There's nothing cozier than a warm, bright fire on a crisp autumn night. Unfortunately, every year at least 12,000 people are killed in residential fires in the United Sates, according to statistics from the National Fire Protection Association. Some of those fires are caused by fireplaces and wood burning stoves. Understanding and practicing the following safety tips will help keep those hearth fires glowing in a safe, controlled manner.
Whether you are installing a stove or ensuring yours is properly installed, one thing to bear in mind is required clearances from combustibles such as furniture, curtains and even the house itself. The National Fire Protection Association (NFPA) standards call for a 36-inch clearance between a room heater stove and any combustible surface. This distance may be reduced with properly installed heat barriers such as sheet metal and brick. Check with your local Fire Department and your stove manual for proper reduced clearances. If air spaces are not maintained between the stove and the wood framing or the chimney flue and the wood framing a process takes place called pyrolysis. For instance, a normal 2 x 4 will spontaneously ignite at 600 degrees F., if the heating appliance is too close it will draw the moisture from the 2 x 4. When this happens repeatedly, the 2 x 4 can spontaneously ignite as low as 200 degrees F. Generally this happens in 3 to 5 years. So ensure you have a proper wall and floor protection and required clearances. If you have a "0 CLEARANCE" fireplace, be sure it has not been altered. This type is safe only if installed to the manufacturer's specifications.
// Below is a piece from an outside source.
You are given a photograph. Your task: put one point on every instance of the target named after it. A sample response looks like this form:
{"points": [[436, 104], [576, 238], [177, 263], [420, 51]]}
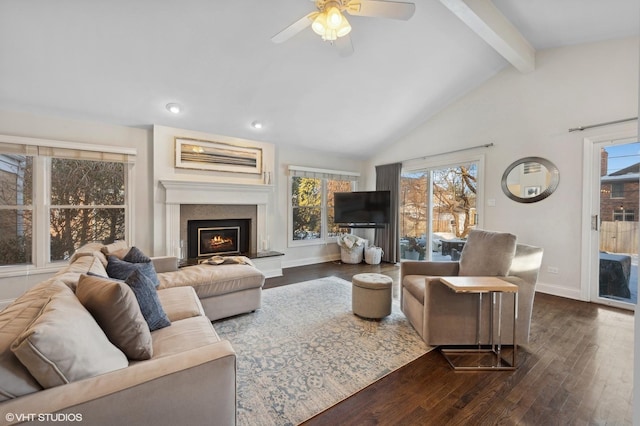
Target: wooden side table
{"points": [[495, 287]]}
Wood supply is another important factor. Green (moist wood that has not been allowed to dry out) wood should never be burned. It puts out less heat and more creosote. Split and stack wood and allow it to the season (dry out) for at least six months prior to burning. Do not burn cardboard, milk cartons, trash, or artificial logs (unless specifically manufactured for this purpose) in your stove because this type of product burns extremely hot and can crack masonry and warp the metal.
It will be easier to maintain your stove with frequent additions of wood rather than infrequent additions of large amounts. To reload your fire box, open drafts for a few minutes, then open the door slowly, add wood, close door and allow to burn hot for about 15 minutes, then return the draft to the desired level. By doing this you can reduce creosote build-up by as much as 30%.
Creosote vapors are produced when wood burns and condenses in the relatively cool chimney flue of a slow burning fire, these vapors collect on the inside of the chimney flue in the form of a charcoal called creosote. This build up is much more rapid in airtight stoves as the air flow is reduced. Reports of complete chimney blockage due to creosote have been found within 2 hours of installation. When a chimney fire occurs this creosote build up ignites and can cause temperatures of up to 2,000 degrees F. Chimneys are not designed for this temperature and damage to the flue can be the result. Learning how your appliance operates is an important factor in the safe operation. Experimenting with different woods and draft settings will give you a good idea of the most efficient combination, producing the most heat and least amount of creosote. It is also recommended you have your chimney checked/cleaned at least 2 times a year.
The following is a good list of guidelines to follow when using wood-burning appliances:
Burn dry seasoned wood, which produces more heat and also prevents soot (creosote) buildup. Flue vents should be inspected according to manufacturer guidelines and cleaned as appropriate by a qualified individual.
Keep the area around the heating unit and flue clear. Most certify appliances and municipalities have minimum clearance distances that must be met.
Keep a fire extinguisher in a central location known to all household members. Be certain that it is in good working order and that everyone knows how to operate it.
Place smoke detectors throughout the house (at least one in the room containing the wood stove) and test regularly.
Children MUST be supervised AT ALL TIMES when wood stoves are in use.
Other household venting appliances (down draft exhaust fans) can diminish proper venting of your wood stove, causing possible smoke damage. During appliance installation, test all other appliances (bathroom fans, stovetop venting, HVAC units, etc.) to ensure that they don’t interfere with proper stove venting.
Wood stoves should be safety tested and bear a label from a recognized authority such as a testing lab (ULC, CSA) or building code group (NFPA).
To start a fire in your wood stove; crumple up a paper on the stove floor and cover with small kindling. Open the draft/damper FULLY and light. Hold the door slightly ajar for a few minutes and then close tightly. Once the wood is burning brightly, add additional dry seasoned wood to the fire. Use the draft control to adjust the burn rate. NEVER light or rekindle a fire with kerosene, gasoline, or charcoal lighter fluid.
When re-fueling, open the door slowly to prevent smoke spillage.
Ashes removed may contain live coals. Never use a vacuum cleaner to remove ashes. Place ashes in a metal container with a lid. Then, remove it outside, well away from anything that can burn. Allow it to cool thoroughly before disposing of it.
There's nothing cozier than a warm, bright fire on a crisp autumn night. Use your wood burning appliance safely and enjoy the benefits of wood heat.